Per affrontare le nuove povertà servono impegni concreti, come quello della Fondazione Ufficio Pio. Lo ha detto il Presidente della Repubblica Sergio Mattarella nel suo intervento alla cerimonia “430 anni di storie e cambiamento sociale”, organizzata per il 430° anniversario della Fondazione Ufficio Pio, a Torino. Il capo dello Stato ha ne ha elencate alcune, come il disagio giovanile, il difficile accesso al mondo del lavoro, le condizioni dei migranti, la questione abitativa, e ha elogiato i principi che da oltre quattro secoli accompagnano l’opera dell’Ufficio. Sono intervenuti inoltre la Presidente e il Direttore della Fondazione Ufficio Pio, Franca Maino e William Revello, e Marco Gilli e Alberto Anfossi, Presidente e Segretario Generale della Fondazione Compagnia di San Paolo. È stato poi proiettato “Volta pagina”, seguito da un dialogo tra Mario Calabresi e Franca Maino con alcuni partecipanti ai programmi della Fondazione.
Mutamenti profondi
“L’Ufficio Pio ha attraversato, come abbiamo ascoltato, e tutti sappiamo bene, oltre quattro secoli: 430 anni in cui ha incontrato mutamenti profondi. Ha accompagnato questa città attraverso i mutamenti profondi che in oltre quattro secoli si sono verificati, sia sul versante delle condizioni genericamente politiche, istituzionali, di assetti di governo; e sia sul versante sociale, dei profondi mutamenti intervenuti costantemente nelle condizioni sociali. E lo ha fatto restando sempre uguale a sé stesso. Riuscire a farlo, attraverso cambiamenti così profondi, che si incontrano attraverso tanti anni, quattro secoli e più, è un’impresa da sottolineare – Eminenza – di grande rilievo”.
Due principi
“Perché l’Ufficio Pio è stato sempre guidato da due principi stabili, fermamente seguiti: l’autonomia rispetto al potere pubblico e l’attenzione ai più deboli, alle condizioni di fragilità, l’intervento concreto di sostegno per le condizioni di fragilità. E con questi due principi è rimasto sempre uguale a sé stesso, malgrado i profondi mutamenti che ha affrontato, che ha attraversato questa grande città”.
Nuove povertà
“Oggi, naturalmente, abbiamo altre condizioni rispetto ai secoli precedenti.
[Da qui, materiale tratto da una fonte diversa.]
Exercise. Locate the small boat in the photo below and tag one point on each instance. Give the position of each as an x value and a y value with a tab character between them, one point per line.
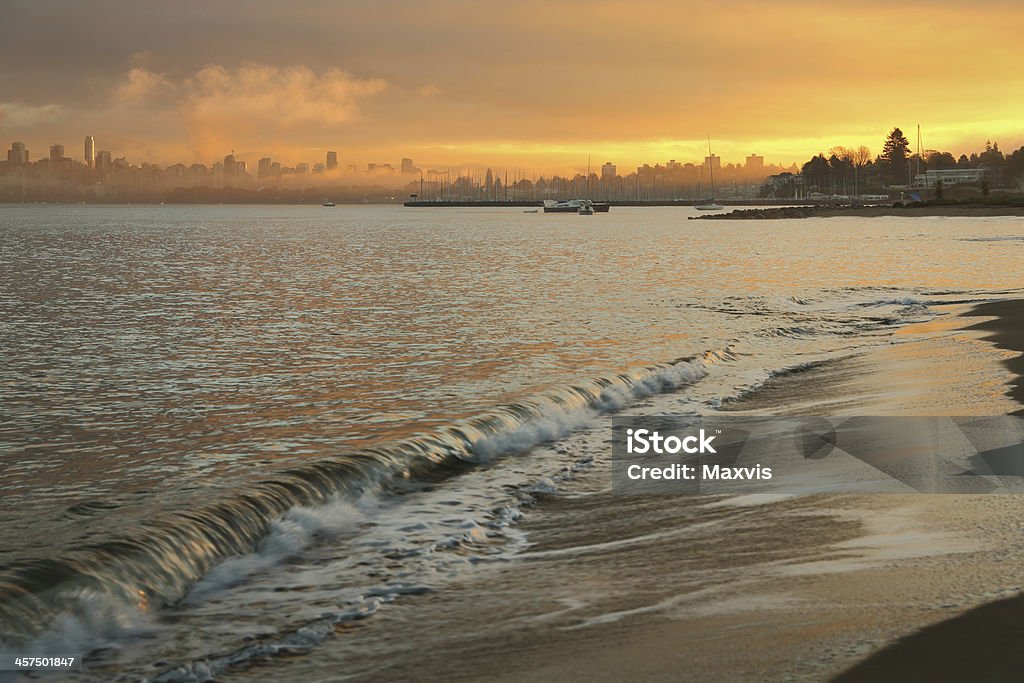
572	206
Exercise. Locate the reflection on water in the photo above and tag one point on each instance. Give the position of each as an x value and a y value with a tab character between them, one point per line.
155	357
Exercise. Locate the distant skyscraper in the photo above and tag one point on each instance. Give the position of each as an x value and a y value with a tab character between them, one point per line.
17	155
263	167
90	151
103	162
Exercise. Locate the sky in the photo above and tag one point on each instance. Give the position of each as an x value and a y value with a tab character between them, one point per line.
534	86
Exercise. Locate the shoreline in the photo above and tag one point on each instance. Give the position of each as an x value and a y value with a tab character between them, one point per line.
909	211
835	587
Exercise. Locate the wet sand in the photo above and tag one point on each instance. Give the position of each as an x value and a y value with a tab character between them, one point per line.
848	588
910	211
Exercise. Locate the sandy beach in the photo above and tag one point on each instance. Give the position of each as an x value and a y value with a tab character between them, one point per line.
847	588
909	211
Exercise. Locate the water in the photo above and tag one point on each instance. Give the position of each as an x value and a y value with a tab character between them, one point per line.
227	433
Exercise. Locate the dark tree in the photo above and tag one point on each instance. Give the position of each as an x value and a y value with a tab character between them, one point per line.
894	156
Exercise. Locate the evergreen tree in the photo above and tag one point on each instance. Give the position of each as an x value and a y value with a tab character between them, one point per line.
894	156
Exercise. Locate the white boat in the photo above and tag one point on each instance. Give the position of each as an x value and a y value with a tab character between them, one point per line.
572	206
710	204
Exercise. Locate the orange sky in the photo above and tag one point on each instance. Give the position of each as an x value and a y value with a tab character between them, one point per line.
530	85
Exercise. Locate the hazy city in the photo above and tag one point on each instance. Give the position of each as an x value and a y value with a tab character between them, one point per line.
96	175
550	341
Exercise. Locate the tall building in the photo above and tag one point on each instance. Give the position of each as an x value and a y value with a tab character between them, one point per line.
17	155
90	151
263	167
103	162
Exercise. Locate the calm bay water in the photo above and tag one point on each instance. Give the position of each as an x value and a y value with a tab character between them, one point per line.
157	359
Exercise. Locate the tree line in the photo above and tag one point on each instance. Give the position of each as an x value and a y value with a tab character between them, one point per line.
854	171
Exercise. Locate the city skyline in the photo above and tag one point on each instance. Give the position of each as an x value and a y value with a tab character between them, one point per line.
526	86
20	153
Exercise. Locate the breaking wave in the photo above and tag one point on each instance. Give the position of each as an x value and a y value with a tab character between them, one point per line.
203	549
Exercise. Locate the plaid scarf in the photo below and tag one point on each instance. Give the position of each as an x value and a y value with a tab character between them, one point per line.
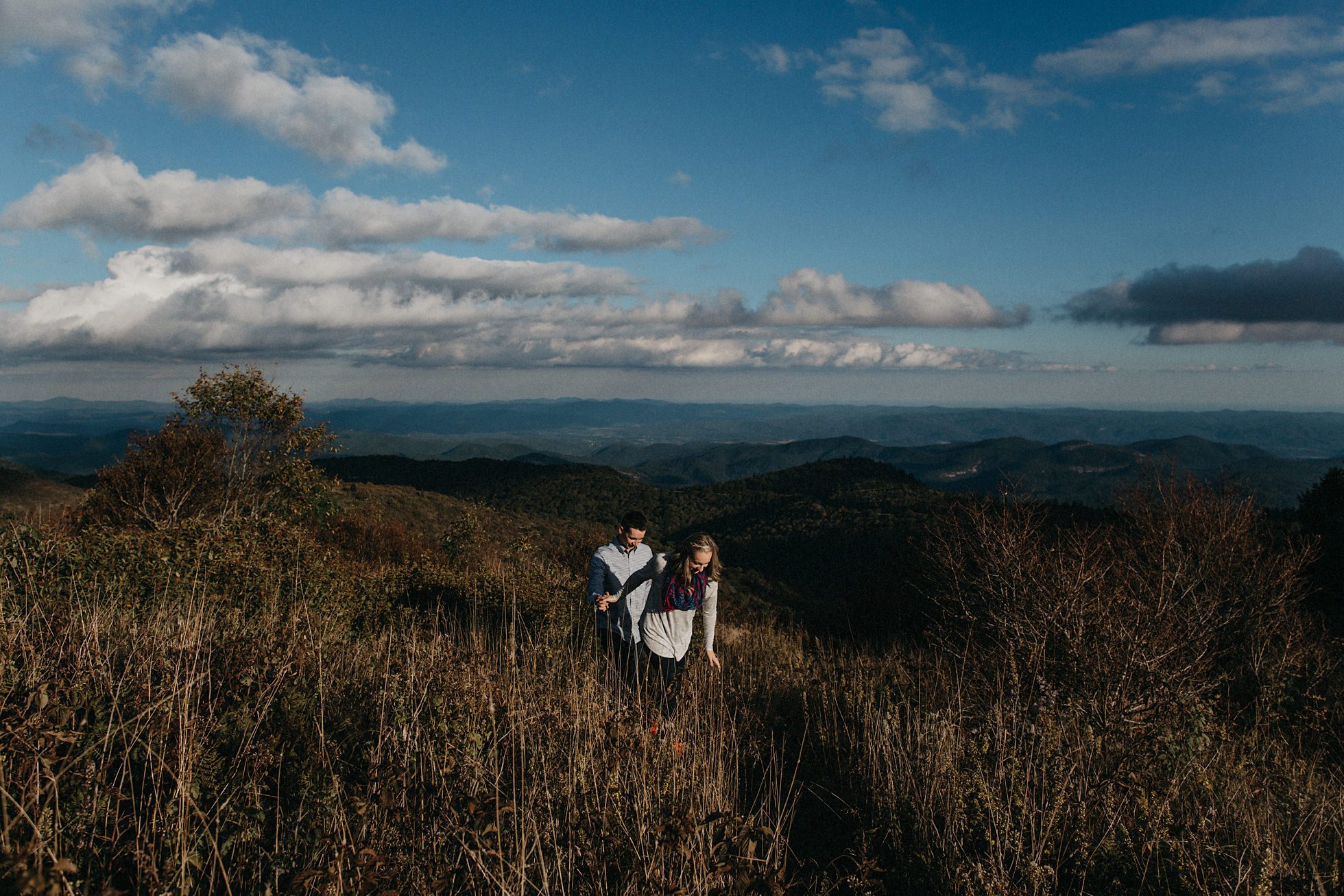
684	597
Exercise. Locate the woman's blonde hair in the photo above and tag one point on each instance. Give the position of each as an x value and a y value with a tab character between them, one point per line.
680	562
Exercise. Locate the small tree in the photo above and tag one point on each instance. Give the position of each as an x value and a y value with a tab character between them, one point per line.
235	448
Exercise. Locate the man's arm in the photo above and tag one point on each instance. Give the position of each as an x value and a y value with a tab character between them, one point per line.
641	575
597	578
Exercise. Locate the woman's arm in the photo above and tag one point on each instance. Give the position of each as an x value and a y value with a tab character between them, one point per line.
710	618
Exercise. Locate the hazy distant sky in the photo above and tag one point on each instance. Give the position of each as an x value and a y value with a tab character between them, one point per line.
1113	204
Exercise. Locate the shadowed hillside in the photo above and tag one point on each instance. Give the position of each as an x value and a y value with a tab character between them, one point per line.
820	540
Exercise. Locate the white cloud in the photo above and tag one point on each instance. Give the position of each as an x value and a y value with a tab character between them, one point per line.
108	197
346	218
222	298
285	96
913	88
88	33
1151	46
806	298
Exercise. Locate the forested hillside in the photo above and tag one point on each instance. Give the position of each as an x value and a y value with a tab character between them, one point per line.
226	676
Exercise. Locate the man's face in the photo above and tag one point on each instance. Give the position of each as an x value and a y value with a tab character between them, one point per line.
629	539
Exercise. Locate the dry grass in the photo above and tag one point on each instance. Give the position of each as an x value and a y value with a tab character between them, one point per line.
1138	707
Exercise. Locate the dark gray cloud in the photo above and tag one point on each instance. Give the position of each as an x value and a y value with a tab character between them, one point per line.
1295	300
67	134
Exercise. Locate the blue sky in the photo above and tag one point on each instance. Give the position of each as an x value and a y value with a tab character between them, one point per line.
1132	206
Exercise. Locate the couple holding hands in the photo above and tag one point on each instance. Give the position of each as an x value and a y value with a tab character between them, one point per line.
647	603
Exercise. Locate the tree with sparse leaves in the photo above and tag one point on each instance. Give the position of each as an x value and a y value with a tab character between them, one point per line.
237	446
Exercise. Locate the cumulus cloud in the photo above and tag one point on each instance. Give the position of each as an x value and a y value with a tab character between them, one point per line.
913	88
1273	64
109	197
285	96
88	33
1265	301
1151	46
221	298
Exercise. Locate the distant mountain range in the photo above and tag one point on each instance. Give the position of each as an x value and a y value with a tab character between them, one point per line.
1075	472
1069	455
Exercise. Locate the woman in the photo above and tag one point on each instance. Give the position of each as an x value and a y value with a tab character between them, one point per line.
683	583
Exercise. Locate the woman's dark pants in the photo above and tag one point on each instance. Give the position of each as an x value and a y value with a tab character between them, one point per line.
662	679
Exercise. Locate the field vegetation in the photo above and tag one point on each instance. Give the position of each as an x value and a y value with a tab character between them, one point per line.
226	673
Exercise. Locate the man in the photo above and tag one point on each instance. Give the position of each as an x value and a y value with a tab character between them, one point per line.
612	564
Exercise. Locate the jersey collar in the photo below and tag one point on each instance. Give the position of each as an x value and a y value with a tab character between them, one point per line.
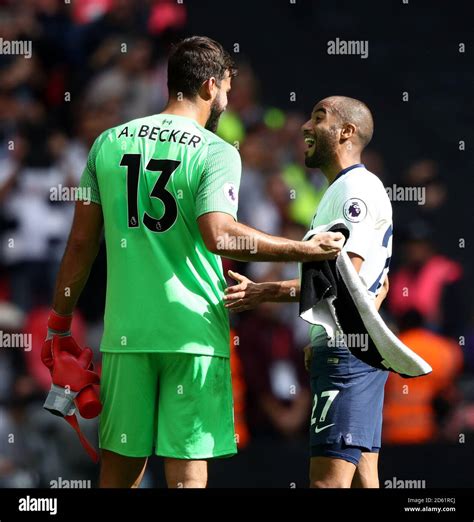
347	169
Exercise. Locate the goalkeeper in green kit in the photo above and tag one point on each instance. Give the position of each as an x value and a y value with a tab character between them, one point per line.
165	191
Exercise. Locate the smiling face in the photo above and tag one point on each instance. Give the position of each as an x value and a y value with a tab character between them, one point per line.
321	135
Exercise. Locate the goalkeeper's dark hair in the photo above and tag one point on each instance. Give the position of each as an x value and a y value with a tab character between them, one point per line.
193	61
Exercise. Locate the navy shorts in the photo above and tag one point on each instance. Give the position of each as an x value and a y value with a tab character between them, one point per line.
346	417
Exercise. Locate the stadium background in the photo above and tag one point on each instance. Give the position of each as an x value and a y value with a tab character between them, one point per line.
80	81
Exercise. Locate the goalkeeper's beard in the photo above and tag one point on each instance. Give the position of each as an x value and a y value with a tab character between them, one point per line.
213	120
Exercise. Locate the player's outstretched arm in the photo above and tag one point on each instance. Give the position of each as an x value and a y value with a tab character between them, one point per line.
247	294
81	250
226	237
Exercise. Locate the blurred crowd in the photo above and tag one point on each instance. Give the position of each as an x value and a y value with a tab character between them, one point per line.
97	63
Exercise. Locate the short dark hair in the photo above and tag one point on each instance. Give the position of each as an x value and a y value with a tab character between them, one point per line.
195	60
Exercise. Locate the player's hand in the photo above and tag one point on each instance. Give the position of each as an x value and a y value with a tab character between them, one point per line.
383	293
243	296
308	356
327	245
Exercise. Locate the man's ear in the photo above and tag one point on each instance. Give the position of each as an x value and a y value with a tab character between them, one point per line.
348	131
208	89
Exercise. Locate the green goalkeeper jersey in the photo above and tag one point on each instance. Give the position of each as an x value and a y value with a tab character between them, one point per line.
154	177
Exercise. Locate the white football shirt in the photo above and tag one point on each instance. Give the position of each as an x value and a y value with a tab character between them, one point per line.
358	198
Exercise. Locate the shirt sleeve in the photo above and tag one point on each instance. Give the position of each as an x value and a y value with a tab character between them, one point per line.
89	175
359	210
218	189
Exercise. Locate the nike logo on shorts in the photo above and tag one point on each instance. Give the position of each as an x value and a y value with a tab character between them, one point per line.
317	430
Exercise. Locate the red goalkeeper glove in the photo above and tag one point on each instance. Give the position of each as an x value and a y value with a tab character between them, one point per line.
73	376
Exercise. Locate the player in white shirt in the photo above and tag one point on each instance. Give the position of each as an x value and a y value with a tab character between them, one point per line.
346	421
Ne abbiamo avuto un’indicazione estremamente chiara e preziosa da quel che abbiamo letto e ascoltato dalle testimonianze che sono state proposte; che hanno raffigurato esigenze, attese, prospettive, sogni, progetti, percorsi, per superare le difficoltà. E in questo oggi è impegnata la Fondazione Ufficio Pio. Ed è una condizione che ha nuovi fronti da affrontare, nuove povertà che vi sono nel nostro Paese, in questa città, come in tutte le altre nel nostro Paese, e non soltanto del nostro Paese”.
Impegni concreti
“Vi sono condizioni specifiche che abbiamo anche ascoltato. Le condizioni di difficoltà che caratterizzano aspetti di disagio di tanti giovani, le condizioni dei migranti, le condizioni di difficoltà nell’approccio al lavoro, nella disponibilità di abitazione. Tutti i problemi che stanno impegnando l’Ufficio Pio e che sono la frontiera per sfuggire – come dice la felice espressione adoperata – alla ‘trappola della povertà’. Per questo ho preso – un po’ abusivamente – la parola, per esprimere l’apprezzamento per la storia dell’Ufficio Pio e per l’opera svolta non soltanto in questi 430 anni, ma in questi nostri giorni, e per gli auguri per l’attività futura, che dispiegherà sempre in questa dimensione. Impegni non di analisi astratte ma impegni concreti, operativi di sostegno operoso, per chi è in difficoltà, per chi è in condizioni di fragilità. Grazie per quanto fate e auguri”.